Kansas City Confidential - 10/8, Film Forum

I knew Phil Karlson from the '70s grindhouse movie Walking Tall, but until I saw The Phenix City Story a few years ago (at the suggestion of Martin Scorsese, somewhere) I didn't realize the high caliber of artist I was dealing with. Phenix is a classic of '50s angst, and for good reason considered a must-see. Kansas City Story, although more typical, is also more exciting and perhaps just as good.
Each of the three films deal with a corrupted system and one person fighting to cleanse it. Kansas City Confidential is different from the others in that while their protagonists wage war out of the goodness of their hearts and their commitment to their communities, the main man here is out for revenge because he almost got screwed. This gives the film a more classically noir perspective, and although it's partly the lack of those kind of tropes that makes Phenix unique, the drive it gives the (anti)hero is welcome here. We still have greed spread through every rotting bone of America's justice apparatus. We have shades of gray within each character. And we have a protagonist who, although resourceful, is not as smart as he thinks he is. The surprisingly frank portrayal of the corrupt and brutal police here demonstrates truth to the cliché that lower budget movies could "sneak" things past the censors that would never be allowed in a major film; despite which there is the obligatory happy ending, although it doesn't seem too tacked-on. A young, lizardlike Lee Van Cleef is a cherry on top.
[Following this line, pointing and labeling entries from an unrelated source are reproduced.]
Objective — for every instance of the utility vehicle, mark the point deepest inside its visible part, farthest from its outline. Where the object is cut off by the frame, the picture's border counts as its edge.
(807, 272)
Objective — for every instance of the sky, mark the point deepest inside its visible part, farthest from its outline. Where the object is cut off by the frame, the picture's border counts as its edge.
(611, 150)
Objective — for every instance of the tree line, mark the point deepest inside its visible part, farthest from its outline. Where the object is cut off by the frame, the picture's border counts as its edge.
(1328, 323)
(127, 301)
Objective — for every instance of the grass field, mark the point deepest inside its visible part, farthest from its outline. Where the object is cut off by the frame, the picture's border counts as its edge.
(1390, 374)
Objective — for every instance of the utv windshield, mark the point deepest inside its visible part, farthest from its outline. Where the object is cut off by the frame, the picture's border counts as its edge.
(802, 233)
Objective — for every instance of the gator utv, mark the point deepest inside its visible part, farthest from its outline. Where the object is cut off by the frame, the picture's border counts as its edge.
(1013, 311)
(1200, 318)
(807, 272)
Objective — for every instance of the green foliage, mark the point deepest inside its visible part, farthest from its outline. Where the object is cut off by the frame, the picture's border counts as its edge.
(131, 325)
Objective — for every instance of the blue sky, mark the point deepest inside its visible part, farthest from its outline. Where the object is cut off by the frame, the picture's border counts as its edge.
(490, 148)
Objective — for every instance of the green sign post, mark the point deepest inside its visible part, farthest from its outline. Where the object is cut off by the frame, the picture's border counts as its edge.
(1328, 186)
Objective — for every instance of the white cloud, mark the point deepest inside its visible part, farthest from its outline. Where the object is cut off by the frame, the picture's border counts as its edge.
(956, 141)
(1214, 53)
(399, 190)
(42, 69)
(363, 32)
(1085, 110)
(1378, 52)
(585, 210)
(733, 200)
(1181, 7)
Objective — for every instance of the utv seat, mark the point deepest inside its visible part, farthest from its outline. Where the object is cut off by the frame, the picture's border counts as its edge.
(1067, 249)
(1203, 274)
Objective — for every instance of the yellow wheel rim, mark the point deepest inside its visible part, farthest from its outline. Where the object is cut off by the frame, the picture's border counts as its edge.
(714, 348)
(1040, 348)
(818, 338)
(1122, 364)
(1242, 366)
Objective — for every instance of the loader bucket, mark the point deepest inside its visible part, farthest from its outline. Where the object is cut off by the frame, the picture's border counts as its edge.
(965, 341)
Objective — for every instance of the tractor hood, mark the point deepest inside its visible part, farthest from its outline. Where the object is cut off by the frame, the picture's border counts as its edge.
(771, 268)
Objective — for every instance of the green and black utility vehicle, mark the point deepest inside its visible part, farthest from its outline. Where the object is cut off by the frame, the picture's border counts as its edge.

Solaris - 10/7, Anthology Film Archives

This is obviously one of the greatest films ever made. What can I say, except that it was wonderful to finally see it in the cinema (after three viewings on video) despite a slightly faded print. Three commonly-told lies about Solaris: "it's not really scifi"; "it's a lot like 2001"; "it's boring". Jonas Mekas even selected it as this month's entry in his "Boring Masterpieces" program; there is a large lake full of apt adjectives to choose from to describe this movie but "boring" is one I would never think of using, for in each viewing I was riveted through the whole film. I assume it was picked to lend some class, sparkle, or substance to his collection- a bad call, because adding Solaris to any list can only make the other items look worse. Of course it's more so a good call, because we got to see it.